Charles Portis was among the most admired authors to nearly vanish from public consciousn­ess in his own lifetime. His fans included Tom Wolfe, Roy Blount Jr. and Larry McMurtry, and he was often compared to Mark Twain for his plainspoke­n humor and wry perspectiv­e. Portis saw the world from the ground up, from bars and shacks and trailer homes, and few spun wilder and funnier stories. In a Portis novel, usually set in the South and south of the border, characters embarked on journeys that took the most unpredicta­ble detours.

In “Norwood,” an ex-Marine from Texas heads East in a suspicious car to collect a suspicious debt but winds up on a bus with a circus dwarf, a chicken and a girl he just met. In “Gringos,” an expatriate in Mexico with a taste for order finds himself amid hippies, end-of-theworld cultists and disappeari­ng friends.

The public knew Portis best for “True Grit,” the quest of Arkansas teen Mattie Ross to avenge her father’s murder. The novel was serialized in the Saturday Evening Post in 1968 and was soon adapted (and softened) as a film showcase for John Wayne, who starred as Rooster Cogburn, the drunken, one-eyed marshal Mattie enlists to find the killer.

In 2010, the Coen brothers worked up a less glossy, more faithful “True Grit,” featuring Jeff Bridges as Rooster and newcomer Hallie Steinfeld as Mattie.

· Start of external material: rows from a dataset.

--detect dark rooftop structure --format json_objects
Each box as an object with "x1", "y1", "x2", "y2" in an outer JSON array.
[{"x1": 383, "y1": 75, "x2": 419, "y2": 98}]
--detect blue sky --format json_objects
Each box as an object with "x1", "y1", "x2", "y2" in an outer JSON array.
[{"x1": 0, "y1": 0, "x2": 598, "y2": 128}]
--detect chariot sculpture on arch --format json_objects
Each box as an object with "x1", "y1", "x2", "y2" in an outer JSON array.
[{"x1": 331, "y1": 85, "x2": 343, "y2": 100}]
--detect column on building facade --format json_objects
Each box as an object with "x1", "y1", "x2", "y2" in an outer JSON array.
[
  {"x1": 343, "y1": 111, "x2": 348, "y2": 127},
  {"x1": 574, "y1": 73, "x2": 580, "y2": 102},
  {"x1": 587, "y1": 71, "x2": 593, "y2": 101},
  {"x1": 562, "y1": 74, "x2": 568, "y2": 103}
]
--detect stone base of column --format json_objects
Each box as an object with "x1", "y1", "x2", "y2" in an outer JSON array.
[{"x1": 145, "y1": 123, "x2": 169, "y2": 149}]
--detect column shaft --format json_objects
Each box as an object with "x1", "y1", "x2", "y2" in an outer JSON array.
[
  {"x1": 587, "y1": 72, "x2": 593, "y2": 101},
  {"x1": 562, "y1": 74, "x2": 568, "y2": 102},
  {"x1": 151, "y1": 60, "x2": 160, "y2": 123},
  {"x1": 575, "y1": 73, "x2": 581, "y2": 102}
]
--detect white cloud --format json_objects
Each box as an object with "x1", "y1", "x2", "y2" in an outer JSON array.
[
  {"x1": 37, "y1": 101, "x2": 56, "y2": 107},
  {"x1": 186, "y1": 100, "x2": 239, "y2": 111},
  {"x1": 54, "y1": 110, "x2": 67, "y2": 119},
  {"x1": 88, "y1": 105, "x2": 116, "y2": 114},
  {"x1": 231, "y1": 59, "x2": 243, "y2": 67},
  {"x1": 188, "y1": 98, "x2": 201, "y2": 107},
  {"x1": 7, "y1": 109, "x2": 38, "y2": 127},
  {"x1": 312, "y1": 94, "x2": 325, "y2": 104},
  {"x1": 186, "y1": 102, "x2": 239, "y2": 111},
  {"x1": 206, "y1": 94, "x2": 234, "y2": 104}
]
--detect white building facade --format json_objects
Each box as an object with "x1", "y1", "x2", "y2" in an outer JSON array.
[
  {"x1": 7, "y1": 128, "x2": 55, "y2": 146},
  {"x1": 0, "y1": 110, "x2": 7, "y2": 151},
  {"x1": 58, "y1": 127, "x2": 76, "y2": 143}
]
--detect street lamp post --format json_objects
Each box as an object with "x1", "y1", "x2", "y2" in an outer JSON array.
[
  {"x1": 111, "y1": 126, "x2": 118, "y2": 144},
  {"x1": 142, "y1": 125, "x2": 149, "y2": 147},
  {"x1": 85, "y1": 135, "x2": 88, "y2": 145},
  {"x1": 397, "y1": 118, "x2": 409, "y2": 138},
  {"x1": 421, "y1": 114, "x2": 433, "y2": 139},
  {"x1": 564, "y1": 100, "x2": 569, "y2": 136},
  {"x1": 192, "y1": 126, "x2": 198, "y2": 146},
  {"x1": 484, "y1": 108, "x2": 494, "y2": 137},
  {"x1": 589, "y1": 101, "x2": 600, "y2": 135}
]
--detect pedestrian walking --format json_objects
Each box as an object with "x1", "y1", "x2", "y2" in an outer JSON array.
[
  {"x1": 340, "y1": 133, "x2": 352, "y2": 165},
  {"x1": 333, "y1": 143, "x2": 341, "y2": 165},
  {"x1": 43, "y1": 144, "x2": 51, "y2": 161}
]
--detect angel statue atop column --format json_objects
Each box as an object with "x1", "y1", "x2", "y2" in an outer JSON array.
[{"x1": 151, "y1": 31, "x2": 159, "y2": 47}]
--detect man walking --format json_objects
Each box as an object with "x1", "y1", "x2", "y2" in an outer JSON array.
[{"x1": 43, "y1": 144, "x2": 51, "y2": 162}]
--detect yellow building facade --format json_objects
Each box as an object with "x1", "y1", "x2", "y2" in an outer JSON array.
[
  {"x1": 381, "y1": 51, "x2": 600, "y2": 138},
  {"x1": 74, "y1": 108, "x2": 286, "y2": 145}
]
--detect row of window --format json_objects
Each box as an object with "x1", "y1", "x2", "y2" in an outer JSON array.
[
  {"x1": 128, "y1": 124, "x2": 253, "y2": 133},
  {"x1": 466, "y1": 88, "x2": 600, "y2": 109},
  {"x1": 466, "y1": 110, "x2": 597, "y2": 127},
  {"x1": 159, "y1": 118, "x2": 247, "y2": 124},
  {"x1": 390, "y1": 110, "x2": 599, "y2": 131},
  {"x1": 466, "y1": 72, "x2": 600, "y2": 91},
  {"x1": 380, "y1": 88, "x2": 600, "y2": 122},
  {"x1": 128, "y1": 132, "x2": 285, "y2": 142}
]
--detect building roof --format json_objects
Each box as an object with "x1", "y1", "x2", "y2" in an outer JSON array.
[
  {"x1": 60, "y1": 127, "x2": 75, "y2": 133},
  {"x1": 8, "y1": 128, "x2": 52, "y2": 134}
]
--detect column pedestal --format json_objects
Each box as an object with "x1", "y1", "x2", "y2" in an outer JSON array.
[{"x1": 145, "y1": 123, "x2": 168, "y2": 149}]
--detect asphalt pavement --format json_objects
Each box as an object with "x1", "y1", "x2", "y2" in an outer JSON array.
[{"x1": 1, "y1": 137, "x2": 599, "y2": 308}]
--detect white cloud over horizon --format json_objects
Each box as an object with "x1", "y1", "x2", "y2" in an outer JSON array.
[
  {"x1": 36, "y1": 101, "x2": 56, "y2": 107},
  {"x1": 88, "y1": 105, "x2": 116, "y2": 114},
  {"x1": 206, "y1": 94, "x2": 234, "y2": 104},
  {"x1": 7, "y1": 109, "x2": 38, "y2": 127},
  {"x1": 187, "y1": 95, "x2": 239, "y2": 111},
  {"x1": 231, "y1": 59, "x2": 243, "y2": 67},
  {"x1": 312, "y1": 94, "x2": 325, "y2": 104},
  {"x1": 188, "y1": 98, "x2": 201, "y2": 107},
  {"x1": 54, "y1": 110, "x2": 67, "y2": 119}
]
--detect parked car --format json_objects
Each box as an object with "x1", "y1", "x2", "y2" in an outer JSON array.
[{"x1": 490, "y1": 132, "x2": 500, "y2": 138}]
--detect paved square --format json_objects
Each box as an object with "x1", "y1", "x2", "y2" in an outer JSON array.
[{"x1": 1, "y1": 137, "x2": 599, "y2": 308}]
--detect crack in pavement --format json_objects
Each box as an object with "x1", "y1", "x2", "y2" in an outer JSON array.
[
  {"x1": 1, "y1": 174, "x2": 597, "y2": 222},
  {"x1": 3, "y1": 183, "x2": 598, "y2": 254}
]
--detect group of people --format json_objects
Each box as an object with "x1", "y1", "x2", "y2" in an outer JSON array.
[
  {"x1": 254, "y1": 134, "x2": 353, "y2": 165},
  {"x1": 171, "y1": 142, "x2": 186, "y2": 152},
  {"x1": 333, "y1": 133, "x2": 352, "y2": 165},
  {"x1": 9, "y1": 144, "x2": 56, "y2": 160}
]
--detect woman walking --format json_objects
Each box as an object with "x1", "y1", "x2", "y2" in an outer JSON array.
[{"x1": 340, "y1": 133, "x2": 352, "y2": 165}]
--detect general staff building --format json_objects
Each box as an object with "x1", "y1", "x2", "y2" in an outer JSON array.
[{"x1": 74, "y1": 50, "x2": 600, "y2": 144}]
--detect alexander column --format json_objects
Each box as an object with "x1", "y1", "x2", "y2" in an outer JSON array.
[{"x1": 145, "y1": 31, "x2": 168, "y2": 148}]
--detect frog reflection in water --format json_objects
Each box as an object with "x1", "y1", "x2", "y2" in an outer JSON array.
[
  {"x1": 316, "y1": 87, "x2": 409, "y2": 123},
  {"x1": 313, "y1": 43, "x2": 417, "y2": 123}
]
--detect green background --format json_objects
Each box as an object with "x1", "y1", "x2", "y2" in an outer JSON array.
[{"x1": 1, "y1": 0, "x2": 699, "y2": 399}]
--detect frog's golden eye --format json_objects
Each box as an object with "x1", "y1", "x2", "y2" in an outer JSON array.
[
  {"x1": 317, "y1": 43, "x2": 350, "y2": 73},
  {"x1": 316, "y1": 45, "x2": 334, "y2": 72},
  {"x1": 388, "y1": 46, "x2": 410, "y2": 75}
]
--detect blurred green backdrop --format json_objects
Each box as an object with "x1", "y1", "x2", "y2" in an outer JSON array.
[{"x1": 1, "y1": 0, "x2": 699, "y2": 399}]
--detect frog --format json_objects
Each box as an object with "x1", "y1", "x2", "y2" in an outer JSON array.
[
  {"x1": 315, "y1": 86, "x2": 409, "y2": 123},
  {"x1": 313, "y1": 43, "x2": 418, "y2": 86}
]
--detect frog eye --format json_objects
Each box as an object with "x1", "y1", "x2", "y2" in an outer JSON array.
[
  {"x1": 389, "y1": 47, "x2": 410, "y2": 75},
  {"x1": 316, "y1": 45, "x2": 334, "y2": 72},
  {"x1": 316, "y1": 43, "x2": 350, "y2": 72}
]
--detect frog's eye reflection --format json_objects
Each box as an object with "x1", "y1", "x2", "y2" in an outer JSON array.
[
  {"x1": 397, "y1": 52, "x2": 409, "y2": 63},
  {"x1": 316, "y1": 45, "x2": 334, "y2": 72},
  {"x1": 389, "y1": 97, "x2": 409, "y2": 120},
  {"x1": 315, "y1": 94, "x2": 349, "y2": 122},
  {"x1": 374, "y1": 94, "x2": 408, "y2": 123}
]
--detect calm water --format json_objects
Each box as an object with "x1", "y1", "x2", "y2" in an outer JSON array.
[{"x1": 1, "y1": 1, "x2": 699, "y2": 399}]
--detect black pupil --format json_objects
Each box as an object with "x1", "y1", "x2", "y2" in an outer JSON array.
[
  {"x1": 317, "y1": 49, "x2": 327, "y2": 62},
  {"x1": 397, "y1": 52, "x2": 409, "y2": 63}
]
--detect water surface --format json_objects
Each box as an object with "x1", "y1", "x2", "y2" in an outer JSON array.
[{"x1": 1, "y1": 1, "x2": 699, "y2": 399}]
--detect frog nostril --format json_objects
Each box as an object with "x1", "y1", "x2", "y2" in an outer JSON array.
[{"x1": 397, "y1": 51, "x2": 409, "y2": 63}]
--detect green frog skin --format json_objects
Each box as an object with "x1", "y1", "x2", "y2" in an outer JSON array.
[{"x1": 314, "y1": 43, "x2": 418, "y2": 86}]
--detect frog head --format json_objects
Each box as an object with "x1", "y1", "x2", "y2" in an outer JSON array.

“No living Southern writer captures the spoken idioms of the South as artfully as Portis does,” Mississipp­i native Donna Tartt wrote in an afterword for a 2005 reissue of the novel.

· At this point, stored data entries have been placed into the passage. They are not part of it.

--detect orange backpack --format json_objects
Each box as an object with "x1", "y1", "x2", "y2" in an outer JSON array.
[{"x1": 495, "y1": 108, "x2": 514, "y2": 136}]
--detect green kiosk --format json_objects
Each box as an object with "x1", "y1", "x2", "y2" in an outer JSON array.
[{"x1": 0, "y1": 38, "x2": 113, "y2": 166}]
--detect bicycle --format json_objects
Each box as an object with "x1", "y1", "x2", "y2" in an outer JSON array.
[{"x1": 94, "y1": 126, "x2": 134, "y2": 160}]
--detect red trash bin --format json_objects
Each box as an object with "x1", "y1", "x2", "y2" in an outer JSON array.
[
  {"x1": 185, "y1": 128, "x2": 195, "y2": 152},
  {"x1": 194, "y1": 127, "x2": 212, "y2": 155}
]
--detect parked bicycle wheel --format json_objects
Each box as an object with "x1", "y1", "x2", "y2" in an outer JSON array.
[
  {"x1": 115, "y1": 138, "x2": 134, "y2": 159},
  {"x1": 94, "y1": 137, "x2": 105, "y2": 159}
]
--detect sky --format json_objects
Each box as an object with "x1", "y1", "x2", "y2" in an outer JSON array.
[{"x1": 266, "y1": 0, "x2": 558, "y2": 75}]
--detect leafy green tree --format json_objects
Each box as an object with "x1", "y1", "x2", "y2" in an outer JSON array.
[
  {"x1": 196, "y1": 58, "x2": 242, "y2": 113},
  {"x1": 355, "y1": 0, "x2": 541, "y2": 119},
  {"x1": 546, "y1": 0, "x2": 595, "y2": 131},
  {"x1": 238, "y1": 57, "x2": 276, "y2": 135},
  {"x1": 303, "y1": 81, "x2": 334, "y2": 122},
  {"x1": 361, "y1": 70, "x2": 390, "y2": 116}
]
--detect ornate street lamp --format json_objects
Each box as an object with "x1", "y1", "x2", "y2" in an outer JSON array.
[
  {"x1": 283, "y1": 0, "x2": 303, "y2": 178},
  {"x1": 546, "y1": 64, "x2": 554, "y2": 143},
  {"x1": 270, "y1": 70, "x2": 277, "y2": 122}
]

Portis was born in 1933 in El Dorado, Ark., one of four children of a school superinten­dent and a housewife who Portis thought could have been a writer herself. As a kid, he loved comic books and movies and the stories he learned from his family. In a brief memoir written for The Atlantic Monthly, he recalled growing up in a community where the ratio was about “two Baptist churches or one Methodist church per gin. It usually took about three gins to support a Presbyteri­an church, and a community with, say, four before you found enough tepid idolators to form an Episcopal congregati­on.”

He was a natural raconteur who credited his stint in the Marines with giving him time to read. After leaving the service, he graduated from the University of Arkansas in 1958 with a degree in journalism and for the next few years was a newspaper man, starting as a night police reporter for the Memphis Commercial Appeal and finishing as London bureau chief for the New York Herald Tribune.

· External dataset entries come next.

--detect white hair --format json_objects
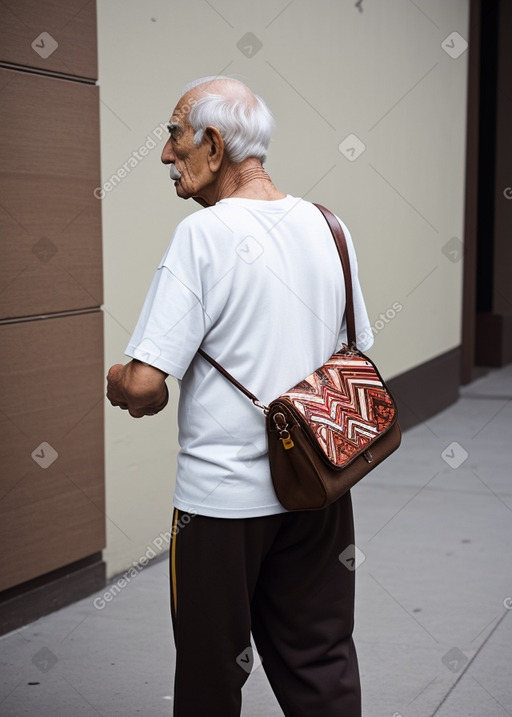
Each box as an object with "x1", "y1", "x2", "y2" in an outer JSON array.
[{"x1": 181, "y1": 76, "x2": 275, "y2": 164}]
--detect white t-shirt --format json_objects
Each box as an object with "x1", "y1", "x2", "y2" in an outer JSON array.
[{"x1": 126, "y1": 195, "x2": 373, "y2": 518}]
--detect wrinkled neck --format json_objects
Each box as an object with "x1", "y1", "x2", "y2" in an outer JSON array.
[{"x1": 197, "y1": 159, "x2": 286, "y2": 205}]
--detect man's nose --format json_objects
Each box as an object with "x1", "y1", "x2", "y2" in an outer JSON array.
[{"x1": 161, "y1": 139, "x2": 175, "y2": 165}]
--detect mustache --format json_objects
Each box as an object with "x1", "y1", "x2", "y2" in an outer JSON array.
[{"x1": 169, "y1": 164, "x2": 182, "y2": 181}]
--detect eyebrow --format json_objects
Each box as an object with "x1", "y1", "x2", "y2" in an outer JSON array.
[{"x1": 166, "y1": 121, "x2": 183, "y2": 135}]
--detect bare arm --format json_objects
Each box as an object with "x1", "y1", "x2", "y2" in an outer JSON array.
[{"x1": 106, "y1": 360, "x2": 169, "y2": 418}]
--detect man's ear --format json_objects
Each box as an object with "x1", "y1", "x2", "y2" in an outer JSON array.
[{"x1": 204, "y1": 126, "x2": 225, "y2": 172}]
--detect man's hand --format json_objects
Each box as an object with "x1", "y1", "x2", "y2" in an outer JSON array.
[{"x1": 106, "y1": 360, "x2": 169, "y2": 418}]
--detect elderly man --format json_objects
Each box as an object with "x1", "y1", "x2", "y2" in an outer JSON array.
[{"x1": 107, "y1": 76, "x2": 373, "y2": 717}]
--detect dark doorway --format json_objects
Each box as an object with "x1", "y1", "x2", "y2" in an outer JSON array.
[{"x1": 462, "y1": 0, "x2": 512, "y2": 383}]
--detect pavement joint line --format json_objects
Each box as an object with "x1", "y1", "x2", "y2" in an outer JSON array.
[
  {"x1": 61, "y1": 675, "x2": 107, "y2": 717},
  {"x1": 460, "y1": 393, "x2": 512, "y2": 401},
  {"x1": 367, "y1": 471, "x2": 439, "y2": 542},
  {"x1": 431, "y1": 609, "x2": 512, "y2": 715},
  {"x1": 471, "y1": 398, "x2": 511, "y2": 440},
  {"x1": 60, "y1": 615, "x2": 90, "y2": 643},
  {"x1": 408, "y1": 673, "x2": 439, "y2": 705},
  {"x1": 470, "y1": 614, "x2": 500, "y2": 644},
  {"x1": 0, "y1": 677, "x2": 25, "y2": 709},
  {"x1": 368, "y1": 573, "x2": 440, "y2": 644},
  {"x1": 471, "y1": 470, "x2": 512, "y2": 515},
  {"x1": 470, "y1": 674, "x2": 512, "y2": 716},
  {"x1": 358, "y1": 482, "x2": 512, "y2": 498}
]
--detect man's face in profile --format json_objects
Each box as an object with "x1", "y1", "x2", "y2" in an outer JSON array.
[{"x1": 161, "y1": 94, "x2": 213, "y2": 203}]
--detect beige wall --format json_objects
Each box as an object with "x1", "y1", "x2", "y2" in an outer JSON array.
[{"x1": 98, "y1": 0, "x2": 469, "y2": 577}]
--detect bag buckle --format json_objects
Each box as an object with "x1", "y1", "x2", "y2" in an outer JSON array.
[
  {"x1": 341, "y1": 343, "x2": 360, "y2": 356},
  {"x1": 273, "y1": 412, "x2": 295, "y2": 450},
  {"x1": 253, "y1": 399, "x2": 269, "y2": 415}
]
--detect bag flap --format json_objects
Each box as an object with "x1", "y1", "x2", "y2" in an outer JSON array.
[{"x1": 276, "y1": 350, "x2": 398, "y2": 468}]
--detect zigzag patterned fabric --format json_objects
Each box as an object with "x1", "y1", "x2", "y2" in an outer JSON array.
[{"x1": 281, "y1": 352, "x2": 396, "y2": 466}]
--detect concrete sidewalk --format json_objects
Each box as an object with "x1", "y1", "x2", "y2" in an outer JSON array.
[{"x1": 1, "y1": 364, "x2": 511, "y2": 716}]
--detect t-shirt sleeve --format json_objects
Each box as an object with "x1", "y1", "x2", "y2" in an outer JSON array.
[
  {"x1": 334, "y1": 218, "x2": 374, "y2": 353},
  {"x1": 125, "y1": 218, "x2": 213, "y2": 379},
  {"x1": 125, "y1": 265, "x2": 210, "y2": 379}
]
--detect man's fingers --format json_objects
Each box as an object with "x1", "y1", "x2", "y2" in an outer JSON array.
[
  {"x1": 106, "y1": 364, "x2": 127, "y2": 407},
  {"x1": 106, "y1": 363, "x2": 124, "y2": 383},
  {"x1": 110, "y1": 399, "x2": 129, "y2": 410},
  {"x1": 106, "y1": 392, "x2": 129, "y2": 409}
]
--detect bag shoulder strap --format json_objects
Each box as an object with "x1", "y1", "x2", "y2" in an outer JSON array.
[
  {"x1": 198, "y1": 203, "x2": 357, "y2": 408},
  {"x1": 197, "y1": 347, "x2": 265, "y2": 409},
  {"x1": 313, "y1": 203, "x2": 356, "y2": 349}
]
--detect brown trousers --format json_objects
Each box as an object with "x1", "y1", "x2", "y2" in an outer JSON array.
[{"x1": 169, "y1": 491, "x2": 361, "y2": 716}]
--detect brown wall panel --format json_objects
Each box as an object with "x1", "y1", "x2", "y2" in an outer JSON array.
[
  {"x1": 0, "y1": 69, "x2": 102, "y2": 319},
  {"x1": 0, "y1": 311, "x2": 105, "y2": 591},
  {"x1": 0, "y1": 0, "x2": 97, "y2": 80}
]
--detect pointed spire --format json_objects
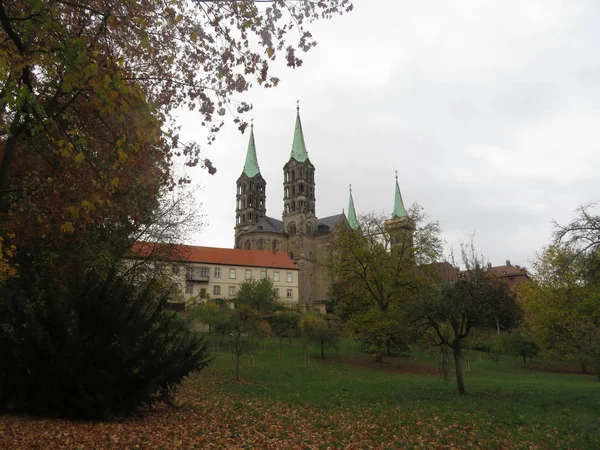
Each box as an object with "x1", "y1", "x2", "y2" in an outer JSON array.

His interview subjects included Malcolm X and J.D. Salinger, whom Portis encountere­d on an airplane. He was also a firsthand observer of the civil rights movement. In 1963, he covered a riot and the police beating of black people in Birmingham, Ala.

Eager to write novels, Portis left the Herald Tribune in 1964 and from Arkansas completed “Norwood,” published two years later and adapted for a 1970 movie of the same name starring Glen Campbell and Joe Namath.

Portis placed his stories in familiar territory. He knew his way around Texas and Mexico and worked enough with women stringers from the Ozarks in Arkansas to draw upon them for Mattie’s narrative voice in “True Grit.” He eventually settled in Little Rock, where he reportedly spent years working on a novel that was never released. “Gringos,” his fifth and last novel, came out in 1991.